Currently, Tamarin-Tracing strings are UTF-8. As much as these are desirable in terms of memory consumption, index access and other functions are unbearably slow.

Design Goals

  1. Fixed-width strings with fixed widths of 8, 16 and 32 bits. Widths are either automatic (based on UTF-8 input), or manual (as created).
    • 8-bit strings contain the first Unicode 256 characters. UTF-8 is not supported in strings.
    • 16-bit strings are UTF-16, including surrogate pairs.
  2. String contents may be based upon static data.
  3. String concatenation creates a tree structure, which is flattened when needed.


String types =

Strings are immutable, but their contents may be different. String data can be 8, 16, or 32 bits wide; A string may contain a pointer to a string buffer, which may need to be deleted or not; or the string data may immediately follow the String instance in memory (by doing a raw allocate followed by an in-place constructor call); or it can hold two String references if is the result of a concat operation. The contents may change dynamically during a flatten operation. Therefore, a String instance contains a

union

with a tag.

String concatenation =

It would not be a good idea to create a new, flat string every time two strings are concatenated. Consider this loop:

var s = "";
for (var i = 32; i <= 1024; i++)
  s += String.fromCharCode (i);

If a new, flat string would be created on every iteration, this would lead to a almost 1000 copy operations, with a growing string buffer. Instead, the resulting string contains two String pointers that point to the two source strings.

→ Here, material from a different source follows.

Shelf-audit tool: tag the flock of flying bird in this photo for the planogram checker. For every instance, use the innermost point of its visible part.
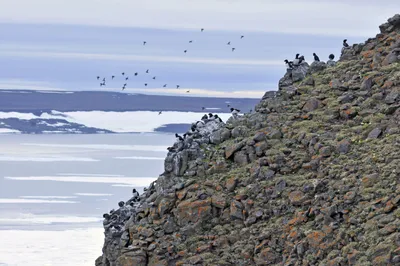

The above example would create a deep tree, which is also undesirable. Therefore, a String instance contains a

treeDepth

field that contains the deepest depth of both subtrees plus one. The concat operation will contain a threshold where a string will be flattened before it is used for concatenation. This value should be determined using various benchmarks for optimal memory/performance ration. Also, the field is limited in size (10 bits?), so at some point automatic flattening is forced.